Mein Land arbeitet daran, den Rechtsstaat zu stärken und die Gewalt zu verringern. Maßnahmen zur Vermeidung, zum Schutz, zur Bestrafung und zur Umgestaltung werden mit einem ganzheitlichen Ansatz getroffen. Angesichts dieser großen Herausforderung gibt es positive Zeichen. Im vergangenen Jahr sind Schwerverbrechen wie Mord um 15 Prozent und Entführung um 9 Prozent zurückgegangen.
Die inakzeptablen Vorfälle, die sich kürzlich ereignet haben, empören die mexikanische Gesellschaft. Sie verstärken das Bemühen der Regierung, ein friedliches Mexiko zu schaffen.

Luis Alfonso De Alba,
Botschafter von Mexiko in Österreich

Zum Kommentar von Bernd Vasari, 11. Oktober
Religiöse Gastfreundschaft steht im Vordergrund

Die Kategoriale Seelsorge (KtS) der Erzdiözese Wien hat diesen Raum von der ÖBB angemietet. Andere Glaubensgemeinschaften waren anfänglich ebenfalls interessiert, dabei zu sein, sind den Schritt aber dann doch nicht gegangen. Die KtS kommt damit der Überlegung von Papst Franziskus nach, insbesondere in der Stadt neue Wege zu finden, Menschen zu begegnen. Was seit der Eröffnung am Freitag auch sehr stark von den Menschen angenommen wurde. Deshalb ist auch eine eigene Pastoralassistentin von 7 bis 20 Uhr vor Ort, um dem Seelsorge-Angebot von Interessierten mit den anderen Fachbereichen der Kategorialen Seelsorge der Erzdiözese Wien nachzukommen (www.kategoriale-seelsorge.at). Die Kapelle steht für wöchentliche Andachten, Heilige Messen, Gebet und Stille sowie für diverse Veranstaltungen offen. Im Sinne der Ökumene gab und gibt es selbstverständlich Einladungen zur Nutzungen des "Raums der Stille" an andere gesetzlich anerkannte Kirchen, Religionsgemeinschaften und kirchennahe Organisationen. Für alle anderen Institutionen gilt eine religiöse Gastfreundschaft. Und ja, die KtS behält sich vor, darüber zu entscheiden, was in dem von ihr gemieteten Raum stattfinden wird.
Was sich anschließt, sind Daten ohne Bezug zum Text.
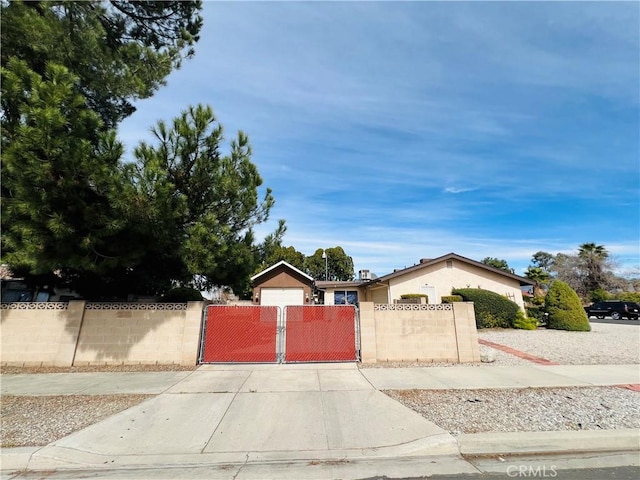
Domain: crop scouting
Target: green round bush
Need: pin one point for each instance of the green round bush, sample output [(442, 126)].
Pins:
[(492, 309), (565, 309), (182, 295)]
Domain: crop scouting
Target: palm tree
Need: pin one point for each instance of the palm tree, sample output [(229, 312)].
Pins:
[(593, 257)]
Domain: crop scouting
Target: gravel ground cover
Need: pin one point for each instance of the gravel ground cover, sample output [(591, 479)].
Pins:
[(540, 409), (519, 410), (37, 421), (605, 344)]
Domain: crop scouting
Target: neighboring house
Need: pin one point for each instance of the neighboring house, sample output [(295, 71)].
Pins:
[(433, 277), (282, 284)]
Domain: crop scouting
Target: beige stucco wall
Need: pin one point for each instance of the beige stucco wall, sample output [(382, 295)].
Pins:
[(460, 275), (82, 334), (425, 333)]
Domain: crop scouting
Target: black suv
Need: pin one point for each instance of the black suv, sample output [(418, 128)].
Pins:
[(616, 309)]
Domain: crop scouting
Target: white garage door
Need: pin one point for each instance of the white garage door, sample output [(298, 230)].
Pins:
[(281, 297)]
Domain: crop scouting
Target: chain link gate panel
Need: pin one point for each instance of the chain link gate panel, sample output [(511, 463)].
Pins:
[(240, 334), (323, 333)]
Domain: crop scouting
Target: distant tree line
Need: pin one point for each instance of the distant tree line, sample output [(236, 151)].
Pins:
[(590, 272)]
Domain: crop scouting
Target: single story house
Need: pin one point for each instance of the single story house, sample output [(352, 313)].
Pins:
[(433, 277), (282, 284)]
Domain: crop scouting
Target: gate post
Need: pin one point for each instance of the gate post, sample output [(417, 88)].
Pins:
[(368, 340)]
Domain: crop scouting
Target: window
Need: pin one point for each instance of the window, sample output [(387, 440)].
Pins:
[(345, 297)]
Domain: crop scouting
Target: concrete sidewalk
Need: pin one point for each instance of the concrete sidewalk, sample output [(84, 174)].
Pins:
[(305, 415)]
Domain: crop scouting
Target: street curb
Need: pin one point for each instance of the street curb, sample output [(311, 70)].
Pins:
[(53, 457), (553, 442)]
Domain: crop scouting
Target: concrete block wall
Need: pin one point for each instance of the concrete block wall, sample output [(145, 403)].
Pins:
[(34, 334), (427, 333), (80, 333)]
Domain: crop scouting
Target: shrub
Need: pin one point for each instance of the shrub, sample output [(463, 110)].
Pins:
[(523, 322), (182, 295), (565, 309), (492, 310), (452, 298), (599, 295), (537, 313)]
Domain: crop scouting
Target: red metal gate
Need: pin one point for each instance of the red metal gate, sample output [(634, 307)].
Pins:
[(324, 333), (240, 334), (251, 334)]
Aber daran ist nichts kryptisch, sondern das ist eigentlich normaler Hausverstand. Unter www.raumderstille-hbf.at findet man das jeweils aktuelle Programm, das nichts und niemanden ausschließen wird, wer an positiven Begegnungen mit Menschen interessiert ist und gegen keine Gesetze und Verbote verstößt.

Mag. Christoph Pongratz,
Leiter Öffentlichkeitsarbeit und Kommunikation der Kategorialen Seelsorge der Erzdiözese Wien

Ein Gedenkraum für alle Konfessionen

Herzlichen Dank für den pointierten Beitrag zur Einbindung eines Gedenkraumes der katholischen Kirche in den eröffneten "Shopping-Bereich". Dass es auch besser gehen kann, wird im Ordensspital Speising gezeigt und angewandt. Dort wurde ein Gedenkraum "aller Konfessionen" errichtet. Da ich diesen, im Rahmen der Genesungsfortschritte bei meiner Hüftoperation, selbst aufsuchte, war ich sehr überrascht, ein derartiges Zeichen angewandter Toleranz "Andersgläubigen" gegenüber in einem katholischen Spital zu finden.
Bei Interesse können Sie diesen sicherlich auch als "Nichtpatient" einmal aufsuchen. So gesehen, wäre es beim neuen Bahnhof auch anders gegangen.